Image transforms are essential for nearly every computer vision task. They are used for preprocessing (e.g., resizing images to a uniform size, normalizing pixel values) and, critically, for data augmentation (e.g., applying random rotations, crops, and color shifts to the training data). Data augmentation is a key technique for preventing overfitting and improving model robustness.

xTorch provides a massive library of image transforms, from basic operations to advanced, state-of-the-art augmentation techniques.

All image transforms are located under the xt::transforms::image namespace and their headers can be found in the <xtorch/transforms/image/> directory.

General Usage

The most common way to use image transforms is to chain them together into a pipeline using xt::transforms::Compose. This pipeline is then passed to your Dataset during construction, which will apply the transformations to each image as it is loaded.

#include <xtorch/xtorch.h>
#include <iostream>
 
int main() {
    // This is a standard data augmentation pipeline for training on ImageNet
    auto training_transforms = std::make_unique<xt::transforms::Compose>(
        // Resize the smaller edge to 256, maintaining aspect ratio
        std::make_shared<xt::transforms::image::Resize>(256),
        // Randomly crop a 224x224 patch
        std::make_shared<xt::transforms::image::RandomCrop>(std::vector<int64_t>{224, 224}),
        // Randomly flip the image horizontally with a 50% probability
        std::make_shared<xt::transforms::image::RandomHorizontalFlip>(/*p=*/0.5),
        // Apply some color jitter
        std::make_shared<xt::transforms::image::ColorJitter>(),
        // Normalize the image using ImageNet mean and stddev
        std::make_shared<xt::transforms::general::Normalize>(
            std::vector<float>{0.485, 0.456, 0.406},
            std::vector<float>{0.229, 0.224, 0.225}
        )
    );
 
    // This pipeline would be passed to a dataset
    // auto dataset = xt::datasets::ImageFolderDataset("./data", std::move(training_transforms));
}

!!! info "Constructor Options" Nearly all transforms are configurable through their constructors. This includes parameters like sizes, probabilities (p), rotation degrees, and more. Always refer to the specific header file in <xtorch/transforms/image/> for a full list of available settings.

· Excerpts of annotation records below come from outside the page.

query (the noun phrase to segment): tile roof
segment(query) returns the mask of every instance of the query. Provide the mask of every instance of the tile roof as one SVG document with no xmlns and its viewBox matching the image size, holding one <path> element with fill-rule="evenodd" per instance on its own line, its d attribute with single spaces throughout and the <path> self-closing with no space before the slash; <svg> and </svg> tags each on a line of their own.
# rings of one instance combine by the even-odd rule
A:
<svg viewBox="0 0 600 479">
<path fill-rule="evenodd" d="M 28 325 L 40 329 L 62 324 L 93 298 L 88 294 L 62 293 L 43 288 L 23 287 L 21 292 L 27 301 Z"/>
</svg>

Available Transforms by Category

Geometric Transforms

These transforms alter the spatial properties of the image.

Transform	Description
`Resize`	Resizes the input image to a given size.
`Scale`	An alias for `Resize`.
`LongestMaxSize`	Resizes the longest edge to a max size, maintaining aspect ratio.
`SmallestMaxSize`	Resizes the smallest edge to a max size, maintaining aspect ratio.
`Crop`	Crops the image at a specified location and size.
`CenterCrop`	Crops the central part of the image.
`RandomCrop`	Crops a random part of the image.
`RandomResizedCrop`	Crops a random part of the image and resizes it to a specific size. A common training augmentation.
`Flip`	Flips the image vertically, horizontally, or both.
`HorizontalFlip`	Flips the image horizontally.
`VerticalFlip`	Flips the image vertically.
`RandomHorizontalFlip`	Randomly flips the image horizontally with a given probability.
`RandomVerticalFlip`	Randomly flips the image vertically with a given probability.
`RandomFlip`	Randomly flips the image horizontally and/or vertically.
`Pad`	Pads the image on all sides with a given value.
`PadIfNeeded`	Pads the image to a minimum height and width.
`Rotation`	Rotates the image by a specified angle.
`RandomRotation`	Rotates the image by a random angle within a given range.
`Affine`	Applies a general affine transformation to the image.
`RandomAffine`	Applies a random affine transformation.
`Perspective`	Applies a perspective transformation.
`RandomPerspective`	Applies a random perspective transformation.
`ElasticTransform`	Applies an elastic deformation to the image.
`GridDistortion`	Applies a grid distortion effect.
`OpticalDistortion`	Applies an optical barrel/pincushion distortion.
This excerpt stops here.